There is sufficient scientific evidence to support the fact that climate change and its associated extreme events are happening now. With the recent historic drought conditions in California and little explanation as to why it is happening, climate change has been suggested as a potential cause. To address climate change impacts and help prepare the state will require concerted efforts to identify risks and adaptation measures including the use of new technologies. This is why the announcement by USDA Secretary Tom Vilsack earlier this month of “climate hubs” throughout the country, including a “sub-hub” in Davis, California, is so timely.
These hubs, the first of their kind in the country, will address increasing risks such as fire, invasive pests, devastating floods and crippling droughts, aiming to translate science and research into information for farmers, ranchers, and owners of forest land. The New Mexico hub, with its sub-hub in Davis, will contribute directly to assisting farmers and ranchers in California prepare for climate change. With the array of climate change research and agronomic expertise already underway at UC Davis, the location of the sub-hub will be a tremendous asset as this state’s unique agricultural sector prepares for climate change impacts.

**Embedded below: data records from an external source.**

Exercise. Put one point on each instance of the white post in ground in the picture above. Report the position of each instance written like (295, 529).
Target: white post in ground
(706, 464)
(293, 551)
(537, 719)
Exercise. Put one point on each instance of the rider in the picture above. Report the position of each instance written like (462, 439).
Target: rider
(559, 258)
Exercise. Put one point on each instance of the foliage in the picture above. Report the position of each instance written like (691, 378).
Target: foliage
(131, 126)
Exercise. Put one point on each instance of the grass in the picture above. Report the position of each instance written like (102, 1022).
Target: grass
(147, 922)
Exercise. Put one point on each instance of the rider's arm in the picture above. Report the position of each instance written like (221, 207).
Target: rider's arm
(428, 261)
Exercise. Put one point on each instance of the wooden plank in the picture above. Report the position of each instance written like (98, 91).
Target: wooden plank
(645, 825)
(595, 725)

CDFA realizes the importance of providing growers with user-friendly tools, technologies and resources to help them make agronomic decisions that provide food security for this state, the nation and world. A recent CDFA Climate Change Consortium report highlights the measures necessary to ensure agricultural sustainability in California in light of climate change.
When we think of the impacts from climate change, we have to think about our children, the future generation, and how we can use our current resources and scientific knowledge collectively so they have less challenges to deal with in the next 100 years and beyond. The new climate hubs, along with the state’s technical and financial resources, will help pave the way for long-term food security and economic viability for agriculture in California.